水曜日 11 16, 2005
水曜日 11 16, 2005
石(CPU)のことも好きだとか言っておいて全然書いていないのと、 波に乗り遅れないために...
Niagaraと呼ばれていた新しいSPARC CPUが発表になり、 公式の名前がUltraSPARC T1となりました。 すでにblogs.sun.comでも多くの人が(日本語でも)取りあえげているので、 一般的な話ではなく、 私の個人的に興味を引いた点を取り上げてみたいと思います (たんなる戯言ともいいます :-)。
UltraSPARC T1においてSunがAfara Websystemsを買収したこともよく知られていますが、 実はこの会社の創設者にはUlrtaSPARC-Iを設計した人がいたということです。 (おそらく)この人はシングルスレッドから得られる並列性はUltraSPARC-Iから 大幅に向上することはないということで、 Afaraで8CPUコアを積むチップをなどという大胆な賭にでたのだと思います。 SunはUltraSPARC-Iの後かなりこの路線を発展させてはいますが、 確かにクロックあたり倍とかの性能がでているわけではありません (むしろクロックがあがった分だけでも実際に性能がでるように腐心している感じでしょう)。 UltraSPARC T1(Niagara)はこのAfaraで設計していたものを基本に作られた ものです(ほとんど同じと聞いています)。

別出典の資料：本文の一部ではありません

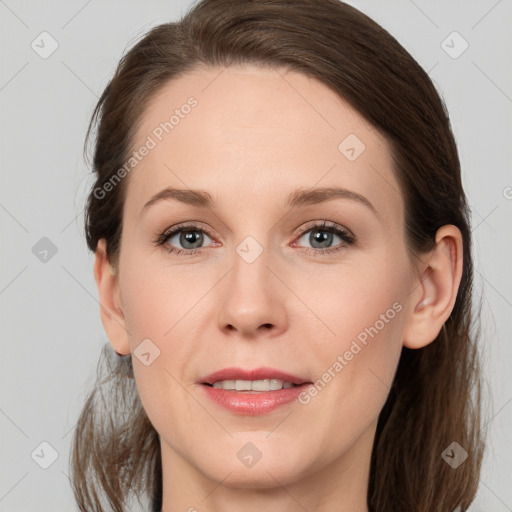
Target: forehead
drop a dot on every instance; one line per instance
(246, 132)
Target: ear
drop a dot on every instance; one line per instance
(111, 311)
(436, 292)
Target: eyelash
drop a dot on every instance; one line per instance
(347, 237)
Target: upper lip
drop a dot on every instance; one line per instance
(254, 374)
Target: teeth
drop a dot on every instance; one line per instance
(253, 385)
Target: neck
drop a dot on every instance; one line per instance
(341, 484)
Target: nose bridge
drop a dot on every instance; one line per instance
(250, 297)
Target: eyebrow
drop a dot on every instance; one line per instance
(299, 197)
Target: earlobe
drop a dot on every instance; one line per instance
(437, 289)
(111, 310)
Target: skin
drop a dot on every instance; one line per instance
(254, 137)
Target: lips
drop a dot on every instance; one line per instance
(252, 403)
(254, 374)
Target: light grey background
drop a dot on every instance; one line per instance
(51, 332)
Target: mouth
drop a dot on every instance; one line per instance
(252, 392)
(257, 379)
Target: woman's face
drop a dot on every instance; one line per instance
(259, 282)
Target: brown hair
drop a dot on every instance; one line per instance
(435, 398)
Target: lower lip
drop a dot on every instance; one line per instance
(253, 403)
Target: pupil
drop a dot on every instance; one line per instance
(188, 237)
(321, 237)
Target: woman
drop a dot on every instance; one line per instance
(283, 260)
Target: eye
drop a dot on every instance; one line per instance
(183, 239)
(322, 236)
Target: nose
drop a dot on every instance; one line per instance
(253, 298)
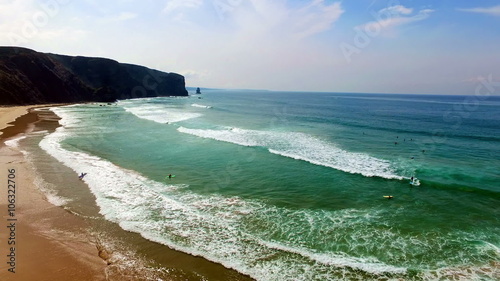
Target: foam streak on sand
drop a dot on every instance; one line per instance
(303, 147)
(216, 228)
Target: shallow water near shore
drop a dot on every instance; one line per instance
(290, 186)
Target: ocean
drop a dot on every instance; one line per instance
(291, 185)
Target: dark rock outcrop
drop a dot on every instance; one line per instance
(29, 77)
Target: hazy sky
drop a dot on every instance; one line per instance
(420, 46)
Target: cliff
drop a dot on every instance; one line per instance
(29, 77)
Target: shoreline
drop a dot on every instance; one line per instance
(46, 243)
(74, 241)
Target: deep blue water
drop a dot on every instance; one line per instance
(290, 185)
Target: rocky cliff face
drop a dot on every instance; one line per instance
(29, 77)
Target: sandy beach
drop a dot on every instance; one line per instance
(44, 242)
(52, 242)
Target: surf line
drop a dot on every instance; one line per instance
(11, 220)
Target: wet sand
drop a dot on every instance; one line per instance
(66, 243)
(43, 238)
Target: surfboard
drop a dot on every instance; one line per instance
(415, 182)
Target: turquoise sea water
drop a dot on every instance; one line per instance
(290, 186)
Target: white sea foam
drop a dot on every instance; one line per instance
(159, 113)
(14, 142)
(210, 226)
(200, 105)
(303, 147)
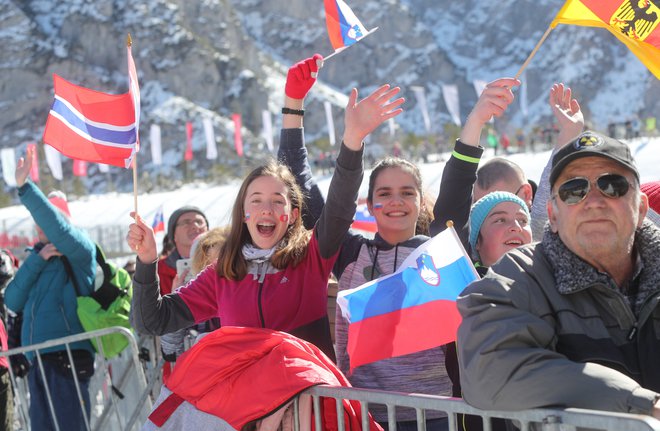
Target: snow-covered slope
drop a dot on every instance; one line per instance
(211, 58)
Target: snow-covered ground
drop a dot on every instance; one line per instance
(216, 201)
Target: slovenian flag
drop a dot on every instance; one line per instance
(411, 310)
(97, 127)
(158, 225)
(363, 220)
(344, 28)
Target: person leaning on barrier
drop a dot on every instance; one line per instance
(42, 290)
(572, 321)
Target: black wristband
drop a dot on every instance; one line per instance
(300, 112)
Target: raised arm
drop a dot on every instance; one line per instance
(360, 119)
(151, 313)
(569, 116)
(67, 239)
(292, 151)
(460, 173)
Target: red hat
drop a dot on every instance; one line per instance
(58, 199)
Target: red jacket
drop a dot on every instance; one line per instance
(261, 369)
(166, 275)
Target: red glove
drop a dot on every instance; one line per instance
(302, 76)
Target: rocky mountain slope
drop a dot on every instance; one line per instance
(211, 58)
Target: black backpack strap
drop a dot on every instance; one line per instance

さて、UltraSPARC T1をみていると1.2GHzで8CPU、 個々のCPUが4スレッドサポートで32スレッドをサポートというと、 UltraSPARC-I/IIで実現された最大構成のシステムがStarFireの64CPU 構成ですから、 クロックが高くなっている分をおまけするとほぼこの(かなり大きな)冷蔵庫 一台分のマシンを構成していたCPUが一つのチップになってしまったともいえます (まあ、かなり無理矢理ですけど)。 しかし、 もう少し細かくみてみるとStarFireの場合は各CPUに8MBのキャッシュがついていますし、 メモリーのコントローラも4CPUのボードごとについていたわけですから、 かなりスケーラビリティが違いそうに思えます。 しかしそうでしょうか?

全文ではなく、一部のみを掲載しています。